El escándalo de los tertulianos y la falsa oposición del régimen a los acuerdos entre Bildu, separatistas catalanes y la coalición gobernante ha hecho resurgir un tema tan manido, recurrente y demagógico como la ilegalización de aquel partido y por extensión de los que consideran contrarios al régimen de libertades y marco institucional postfranquista.
La autodefensa del Estado de partidos necesita de medios y miedos.
Medios contradictorios con los propios postulados de ese mismo Estado de partidos, que se llama a sí mismo democrático, ante patologías como el uso instrumental de los injustificables privilegios oligárquicos que sustentan y alimentan a los únicos agentes políticos reconocidos: los propios partidos políticos.
Y miedos que justifiquen el ingreso o expulsión en el selecto grupo que integra las masas en el Estado y se encuentra delimitado por el consenso de los participantes en el acuerdo institucional del setenta y ocho.
El acceso a las subvenciones estatales, la disposición de espacios publicitarios gratuitos y el acceso al padrón por los asesinos han sido pura y simple consecuencia natural del desarrollo del régimen oligárquico de partidos de integración proporcional de gobernados, que resultarían imposibles en un sistema mayoritario de representación ciudadana.
Es lógico que los delincuentes y los enemigos de la nación se percaten de que la mejor garantía de impunidad y eficacia de su actuación es la articulación delictual a través de un partido político, de la misma forma que una secta se dé cuenta de que le conviene ser reconocida como religión para obtener beneficios fiscales. No hay diferencia.
Tan lógico como hipócrita es sostener la ilegalización de estos partidos a la par que se cantan las bondades de un sistema proporcional que premia el voto separatista multiplicando su valor y resultado electoral con reflejo en su presencia parlamentaria e institucional. Un voto en Barcelona o San Sebastián a la Esquerra o a Bildu no vale lo mismo que uno en Cáceres o León a cualquier partido no nacionalista.

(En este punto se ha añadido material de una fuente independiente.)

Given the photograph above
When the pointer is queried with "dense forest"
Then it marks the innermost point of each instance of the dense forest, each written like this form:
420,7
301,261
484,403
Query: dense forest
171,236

Prohibir por ley un partido político, ya sea comunista, nazi, integrista o filoterrorista, más allá de la contundente aplicación del Código Penal a la conducta de sus integrantes, es síntoma de la debilidad y contradicción intrínseca del Estado de partidos, inconcebible en una auténtica democracia donde el partido fuera instrumento de su funcionamiento y no agente único de la actuación pública, sujeto exclusivo del derecho a ejercer la política, y de nutrición asistida estatal como un órgano administrativo más.
La república constitucional, como garantía institucional de la democracia, saca a los partidos del Estado para civilizarlos, sin que precisen del patrocinio estatal y sin que sean necesarios funambulismos promoviendo leyes autodefensivas para que quienes no condenen claramente la violencia o directamente promuevan la desintegración nacional queden fuera de las instituciones.